Immigrants from Africa and other parts of the world where Christianity is more robust, who might “re-evangelize” the West, are too often relegated to caring for their immigrant communities, as seen on church signs offering “Service in English at 10 — (Other Culture) Service at Noon.”
I might be hard put to preach on World Mission Sunday. There’s the temptation to lament our cultural sickness on the one hand or, on the other, to inflict a wretched, “You guys gotta try harder” harangue on God’s beleaguered people.
But the recent praying of Psalm 87 made me aware that the Holy Spirit, via prophecy through believers or signs planted among unbelievers, does prepare the way for mission to keep reaching to the end of the earth.

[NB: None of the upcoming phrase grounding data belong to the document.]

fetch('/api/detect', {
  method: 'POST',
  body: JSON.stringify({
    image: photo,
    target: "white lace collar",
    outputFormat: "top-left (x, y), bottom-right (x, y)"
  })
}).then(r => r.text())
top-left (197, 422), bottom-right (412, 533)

I think that this is how I will find myself praying on this World Mission Sunday. I will ask God to open eyes of faith in all kinds of unexpected places, that salvation in Jesus Christ may be discovered, and new missionaries given power by the Holy Spirit to spread the Good News of life where sin and death assert their reign.


Spot on. Caused me to pause and ask “how did we get here?” And “it’s the US and Europe who need missionaries spreading the word”. Thank you.